V_fb-EOT curves for samples with terraced SiO₂ structures which undergo FGA only are shown in Fig. 1. As shown in Fig. 1, the EWF of TiN metal gate without Al incorporation is 4.48 eV. The EWF of metal gates with Al incorporation are 4.46 eV and 4.36 eV for samples with 10 nm bottom TiN and 5 nm bottom TiN respectively. The sample with 5 nm bottom TiN shows more negative $\phi$ ms shift while the sample with 10 nm bottom TiN shows tiny $\phi$ ms shift. The phenomenon is in good agreement with our previous work that only about 10 nm thickness of metal gate on a high-k dielectric plays the role as work function layer. It is obvious that a bottom TiN layer with 10 nm is thick enough to screen the effect of Al on the work function. However, the result of the sample with 5 nm bottom TiN shows the competence of Al to modulate the work function of TiN metal gate because of its lower work function. So it is important to select an appropriate bottom TiN thickness for the application of Al incorporation.

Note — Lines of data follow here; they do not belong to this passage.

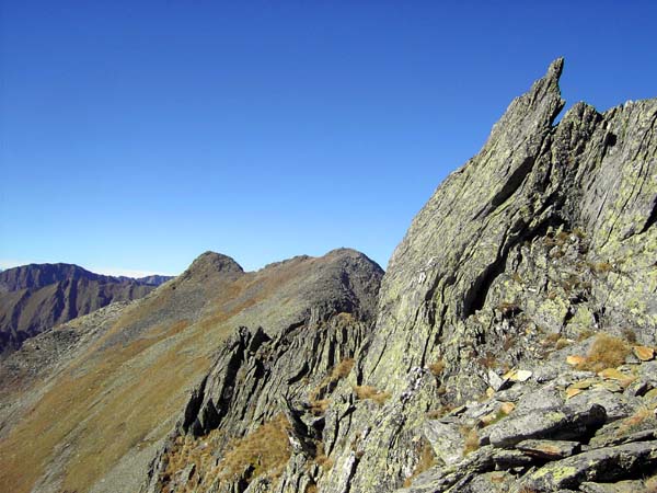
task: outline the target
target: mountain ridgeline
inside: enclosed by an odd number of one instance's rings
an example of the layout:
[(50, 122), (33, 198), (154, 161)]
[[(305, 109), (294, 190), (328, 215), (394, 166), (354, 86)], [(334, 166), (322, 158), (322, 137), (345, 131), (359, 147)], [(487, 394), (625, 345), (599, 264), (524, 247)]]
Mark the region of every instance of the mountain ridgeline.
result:
[(111, 277), (72, 264), (30, 264), (0, 273), (0, 354), (46, 329), (114, 301), (141, 298), (171, 277)]
[(563, 65), (384, 275), (207, 252), (26, 342), (0, 363), (0, 489), (655, 491), (657, 100), (556, 124)]

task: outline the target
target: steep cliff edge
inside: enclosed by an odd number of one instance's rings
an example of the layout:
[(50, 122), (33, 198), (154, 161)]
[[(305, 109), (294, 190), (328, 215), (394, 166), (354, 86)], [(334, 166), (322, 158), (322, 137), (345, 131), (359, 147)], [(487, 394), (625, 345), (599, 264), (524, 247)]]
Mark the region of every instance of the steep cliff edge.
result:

It is considered that PMA can affect the modulating ability of Al. This is because PMA is an effective method to drive the Al downward, which further affects the work function of TiN metal gate. So different PMA conditions are imposed on all samples to investigate the effect of PMA on the EWF of metal gates. The results are shown in Fig. 2. Figure 2(a) shows the V_fb-EOT relationships of a sample without Al. As shown in Fig. 2(a), the $\phi$ ms shows a slight shift due to thermal annealing which testifies the good thermal stability of the TiN metal gate. The V_fb-EOT relationships of the sample with 5 nm Al and 10 nm bottom TiN are shown in Fig. 2(b). As shown in Fig. 2(b), when the sample is annealed at 450 ℃ for 30 s, the $\phi$ ms is almost the same as that without PMA. However, when additional annealing at 470 ℃ for 30 s is exerted, the $\phi$ ms significantly shifts by as much as 130 meV and the $\phi$ ms is further decreased by another annealing at 500 ℃ for 30 s. After the total annealing, the $\phi$ ms negatively shifts by as much as 210 meV, and the EWF of the metal gate is 4.25 eV. Figure 2(c) shows the V_fb-EOT relationships of the sample with Al and 5 nm bottom TiN. From Fig. 2(c), the same tendency of $\phi$ ms shift is observed. And the EWF of the metal gate is 4.19 eV, which is lower than the sample with a 10 nm bottom TiN layer. Also from Figs. 2(b) and 2(c), it can be found that there is a threshold of PMA to make the Al diffuse.

From the discussion above, we can conclude that Al incorporation is an effective approach to modulate the EWF of TiN metal gate; higher PMA temperature makes more negative shift and a thicker bottom TiN layer blocks the diffusion of Al. The crux of Al incorporation is to select an appropriate Al/TiN ratio and PMA condition. In order to confirm the effect of Al incorporation on the EWF of a TiN metal gate when the EOT is below 1 nm and provide practicable conditions for NMOS, capacitors with 2.97 nm ALD-HfO₂ were fabricated and the EOT of all samples are fitted to be less than 1 nm. And V_fb is employed to indicate the effect of Al incorporation on the EWF of a metal gate.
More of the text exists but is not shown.